Development in downtown Charleston is, quite simply, out of control. And that’s after the city tried to slow it down a few years back.

The laissez-faire development environment in Charleston is killing its charm, its character. It is snarling traffic, interfering with existing businesses and changing the face of Charleston into something more befitting of a Disney resort than a historic community.

Just look at the massive Courier Square III development (thanks Post and Courier owners) in which four buildings in early stages of construction — including a 10-story edifice — will spew 1 million square feet of retail space, dining, apartments, a hotel and affordable housing sandwiched into a single block framed by King, Line, St. Philip and Spring streets.

Businesses in the area already are complaining that revenues are down because of frenetic construction exacerbated by pounding by two piledrivers, interrupted street traffic and sometimes blocked sidewalks. For a city that sported 24 cranes across the peninsula during the pandemic, this one site had five — yes, five — cranes this week.

And more development is ahead, as Preservation Society of Charleston President and CEO Brian Turner noted in a recent annual fall meeting. He pointed to an analysis that showed how the city has some 20 projects on the books for planned hotels. If eventually built, they will add an additional — wait for it — 3,549 hotel rooms to the peninsula.

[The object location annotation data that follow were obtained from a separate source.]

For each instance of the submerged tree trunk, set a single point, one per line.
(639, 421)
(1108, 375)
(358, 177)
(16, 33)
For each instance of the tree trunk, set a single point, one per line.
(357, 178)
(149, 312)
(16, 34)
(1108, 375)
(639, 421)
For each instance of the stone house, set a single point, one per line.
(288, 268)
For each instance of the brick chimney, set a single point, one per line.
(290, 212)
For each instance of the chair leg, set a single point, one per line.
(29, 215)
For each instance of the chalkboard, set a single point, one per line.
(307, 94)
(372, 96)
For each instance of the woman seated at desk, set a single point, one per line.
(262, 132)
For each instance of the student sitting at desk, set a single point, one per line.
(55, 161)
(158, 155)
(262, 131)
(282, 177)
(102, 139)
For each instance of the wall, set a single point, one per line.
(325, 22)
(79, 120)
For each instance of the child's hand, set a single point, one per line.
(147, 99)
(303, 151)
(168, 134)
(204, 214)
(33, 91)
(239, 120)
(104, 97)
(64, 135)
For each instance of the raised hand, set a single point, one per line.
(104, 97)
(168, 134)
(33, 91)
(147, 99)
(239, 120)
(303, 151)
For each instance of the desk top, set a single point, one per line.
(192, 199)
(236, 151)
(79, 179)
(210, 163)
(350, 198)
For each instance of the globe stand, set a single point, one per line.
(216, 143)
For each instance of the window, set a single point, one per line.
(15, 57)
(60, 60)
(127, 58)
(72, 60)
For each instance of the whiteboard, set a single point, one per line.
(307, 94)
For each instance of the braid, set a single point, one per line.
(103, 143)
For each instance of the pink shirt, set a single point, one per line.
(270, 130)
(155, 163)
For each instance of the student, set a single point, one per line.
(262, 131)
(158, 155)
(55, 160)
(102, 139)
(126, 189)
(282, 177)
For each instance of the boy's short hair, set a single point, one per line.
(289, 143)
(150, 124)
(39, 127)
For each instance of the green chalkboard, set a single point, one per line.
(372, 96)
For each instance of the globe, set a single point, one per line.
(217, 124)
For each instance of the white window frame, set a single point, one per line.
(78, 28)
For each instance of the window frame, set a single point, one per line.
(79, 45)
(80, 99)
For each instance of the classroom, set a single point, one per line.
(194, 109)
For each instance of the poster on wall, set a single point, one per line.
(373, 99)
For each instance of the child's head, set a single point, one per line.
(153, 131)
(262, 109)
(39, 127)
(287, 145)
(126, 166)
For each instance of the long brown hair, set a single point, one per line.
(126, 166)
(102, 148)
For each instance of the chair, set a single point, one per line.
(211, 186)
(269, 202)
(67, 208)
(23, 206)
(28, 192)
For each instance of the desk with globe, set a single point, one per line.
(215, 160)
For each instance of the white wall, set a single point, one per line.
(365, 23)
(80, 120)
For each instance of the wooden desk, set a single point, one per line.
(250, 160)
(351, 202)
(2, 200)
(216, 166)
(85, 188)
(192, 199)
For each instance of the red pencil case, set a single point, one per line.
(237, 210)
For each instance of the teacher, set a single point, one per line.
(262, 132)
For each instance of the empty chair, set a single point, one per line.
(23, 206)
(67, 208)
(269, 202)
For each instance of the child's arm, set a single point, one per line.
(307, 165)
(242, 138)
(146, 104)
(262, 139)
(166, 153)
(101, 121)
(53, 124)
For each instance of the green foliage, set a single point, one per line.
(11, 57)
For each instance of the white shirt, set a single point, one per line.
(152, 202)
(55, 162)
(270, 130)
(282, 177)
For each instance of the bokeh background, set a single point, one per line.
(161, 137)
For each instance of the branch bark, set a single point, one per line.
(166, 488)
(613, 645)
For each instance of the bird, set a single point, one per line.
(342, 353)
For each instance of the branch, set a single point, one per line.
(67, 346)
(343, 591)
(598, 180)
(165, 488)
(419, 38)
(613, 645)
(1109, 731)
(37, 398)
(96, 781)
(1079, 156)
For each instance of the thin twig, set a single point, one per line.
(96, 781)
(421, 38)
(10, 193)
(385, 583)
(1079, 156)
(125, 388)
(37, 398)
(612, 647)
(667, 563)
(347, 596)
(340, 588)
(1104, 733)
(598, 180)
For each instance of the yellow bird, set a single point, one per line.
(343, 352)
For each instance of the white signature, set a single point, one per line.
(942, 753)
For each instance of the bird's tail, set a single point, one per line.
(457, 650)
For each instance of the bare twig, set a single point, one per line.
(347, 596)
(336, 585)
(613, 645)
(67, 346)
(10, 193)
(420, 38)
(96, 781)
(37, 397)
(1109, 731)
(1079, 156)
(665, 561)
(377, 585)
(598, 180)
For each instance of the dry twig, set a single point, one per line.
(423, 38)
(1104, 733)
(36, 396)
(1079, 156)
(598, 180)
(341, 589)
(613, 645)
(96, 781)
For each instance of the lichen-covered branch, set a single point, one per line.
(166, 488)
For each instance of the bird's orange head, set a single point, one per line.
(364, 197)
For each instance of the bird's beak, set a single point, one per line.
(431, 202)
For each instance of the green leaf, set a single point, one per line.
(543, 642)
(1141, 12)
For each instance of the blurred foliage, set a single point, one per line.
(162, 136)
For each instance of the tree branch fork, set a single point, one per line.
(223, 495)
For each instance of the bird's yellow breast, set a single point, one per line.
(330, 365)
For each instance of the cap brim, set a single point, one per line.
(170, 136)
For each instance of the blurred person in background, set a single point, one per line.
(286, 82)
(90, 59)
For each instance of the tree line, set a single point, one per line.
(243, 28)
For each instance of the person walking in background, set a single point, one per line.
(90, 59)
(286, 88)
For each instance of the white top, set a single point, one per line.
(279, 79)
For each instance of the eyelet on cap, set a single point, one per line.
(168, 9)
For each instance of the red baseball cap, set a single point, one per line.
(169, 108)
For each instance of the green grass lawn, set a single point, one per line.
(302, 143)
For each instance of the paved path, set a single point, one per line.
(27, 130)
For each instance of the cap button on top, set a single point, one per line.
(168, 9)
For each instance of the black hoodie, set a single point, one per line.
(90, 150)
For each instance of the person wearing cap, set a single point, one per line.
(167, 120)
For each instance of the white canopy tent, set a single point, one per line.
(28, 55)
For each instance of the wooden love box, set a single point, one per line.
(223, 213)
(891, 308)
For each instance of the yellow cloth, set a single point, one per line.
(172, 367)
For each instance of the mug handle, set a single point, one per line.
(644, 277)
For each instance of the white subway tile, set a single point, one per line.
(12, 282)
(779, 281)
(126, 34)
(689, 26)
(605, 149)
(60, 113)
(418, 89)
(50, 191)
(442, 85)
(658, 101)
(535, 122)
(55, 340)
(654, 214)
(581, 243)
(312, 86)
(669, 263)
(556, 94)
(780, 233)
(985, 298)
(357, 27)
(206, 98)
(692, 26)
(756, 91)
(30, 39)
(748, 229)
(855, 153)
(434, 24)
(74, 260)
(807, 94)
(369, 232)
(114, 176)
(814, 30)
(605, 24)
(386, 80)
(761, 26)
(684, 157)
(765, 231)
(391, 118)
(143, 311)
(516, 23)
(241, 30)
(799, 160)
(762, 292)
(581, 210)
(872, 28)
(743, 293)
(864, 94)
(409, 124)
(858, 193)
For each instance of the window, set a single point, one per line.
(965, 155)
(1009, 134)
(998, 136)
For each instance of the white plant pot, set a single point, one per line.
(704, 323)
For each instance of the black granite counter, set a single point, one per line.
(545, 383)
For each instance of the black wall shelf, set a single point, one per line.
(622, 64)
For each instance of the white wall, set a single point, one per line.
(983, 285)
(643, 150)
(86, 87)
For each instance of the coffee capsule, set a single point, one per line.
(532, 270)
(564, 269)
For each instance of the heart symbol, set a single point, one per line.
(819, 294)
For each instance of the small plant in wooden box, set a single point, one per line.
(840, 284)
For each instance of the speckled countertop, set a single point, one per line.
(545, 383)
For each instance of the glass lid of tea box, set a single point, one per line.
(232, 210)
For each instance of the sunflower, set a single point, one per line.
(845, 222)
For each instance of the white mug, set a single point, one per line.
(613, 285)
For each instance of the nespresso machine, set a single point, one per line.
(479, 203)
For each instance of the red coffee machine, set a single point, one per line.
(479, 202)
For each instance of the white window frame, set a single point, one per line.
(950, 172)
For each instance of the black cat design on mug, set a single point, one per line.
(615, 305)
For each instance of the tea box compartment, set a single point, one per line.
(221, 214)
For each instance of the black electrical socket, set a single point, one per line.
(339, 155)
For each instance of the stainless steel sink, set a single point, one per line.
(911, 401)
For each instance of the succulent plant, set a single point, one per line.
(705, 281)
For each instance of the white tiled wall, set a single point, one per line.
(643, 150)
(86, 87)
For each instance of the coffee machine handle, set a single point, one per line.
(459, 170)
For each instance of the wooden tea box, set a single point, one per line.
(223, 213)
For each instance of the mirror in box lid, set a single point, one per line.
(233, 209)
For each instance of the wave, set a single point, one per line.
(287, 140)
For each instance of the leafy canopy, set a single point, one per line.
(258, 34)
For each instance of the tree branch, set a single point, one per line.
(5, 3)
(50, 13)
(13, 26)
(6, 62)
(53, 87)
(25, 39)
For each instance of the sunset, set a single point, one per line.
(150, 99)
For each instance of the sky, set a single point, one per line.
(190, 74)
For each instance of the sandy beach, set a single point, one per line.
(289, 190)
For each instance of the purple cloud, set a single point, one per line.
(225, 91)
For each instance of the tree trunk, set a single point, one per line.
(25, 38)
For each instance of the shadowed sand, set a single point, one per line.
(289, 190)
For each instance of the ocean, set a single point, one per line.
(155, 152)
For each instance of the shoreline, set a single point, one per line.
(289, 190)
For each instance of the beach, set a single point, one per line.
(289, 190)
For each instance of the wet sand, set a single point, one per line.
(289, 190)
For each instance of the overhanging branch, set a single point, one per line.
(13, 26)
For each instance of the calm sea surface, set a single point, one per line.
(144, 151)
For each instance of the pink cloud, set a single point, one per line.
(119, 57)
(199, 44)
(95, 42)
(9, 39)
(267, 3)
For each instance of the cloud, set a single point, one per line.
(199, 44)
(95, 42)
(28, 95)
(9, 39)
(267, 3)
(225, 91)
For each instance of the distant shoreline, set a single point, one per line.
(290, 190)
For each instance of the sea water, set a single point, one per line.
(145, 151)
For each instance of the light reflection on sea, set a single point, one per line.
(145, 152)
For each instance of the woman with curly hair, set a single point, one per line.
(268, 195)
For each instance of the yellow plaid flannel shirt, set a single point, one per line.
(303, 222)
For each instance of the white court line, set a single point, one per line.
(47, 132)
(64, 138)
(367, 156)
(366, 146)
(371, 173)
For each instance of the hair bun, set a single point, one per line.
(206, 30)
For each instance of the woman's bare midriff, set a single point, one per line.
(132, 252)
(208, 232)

Just under a third of the rooms would be at Magnolia Landing, a long delayed development for thousands of people in the Charleston Neck that is profiled in this issue.

It’s not like we really need more hotel rooms. We’ve already got enough.

Imagine what Charleston will be if all of these already-approved 3,549 rooms materialize. It will become just gross: more traffic, more tourists, more congestion as well as losses to the “feel” of Charleston as Charleston. All of this seemingly unstoppable development is killing the golden goose that has blessed Charleston for years.

Let’s hope the new blood on Charleston City Council can do something to temper the development fever that seems to be more contagious than the malaria and yellow fever that zapped early Charlestonians of their lives. Rather than mosquitoes being our past worst enemies, today’s nemesis seems to be ourselves.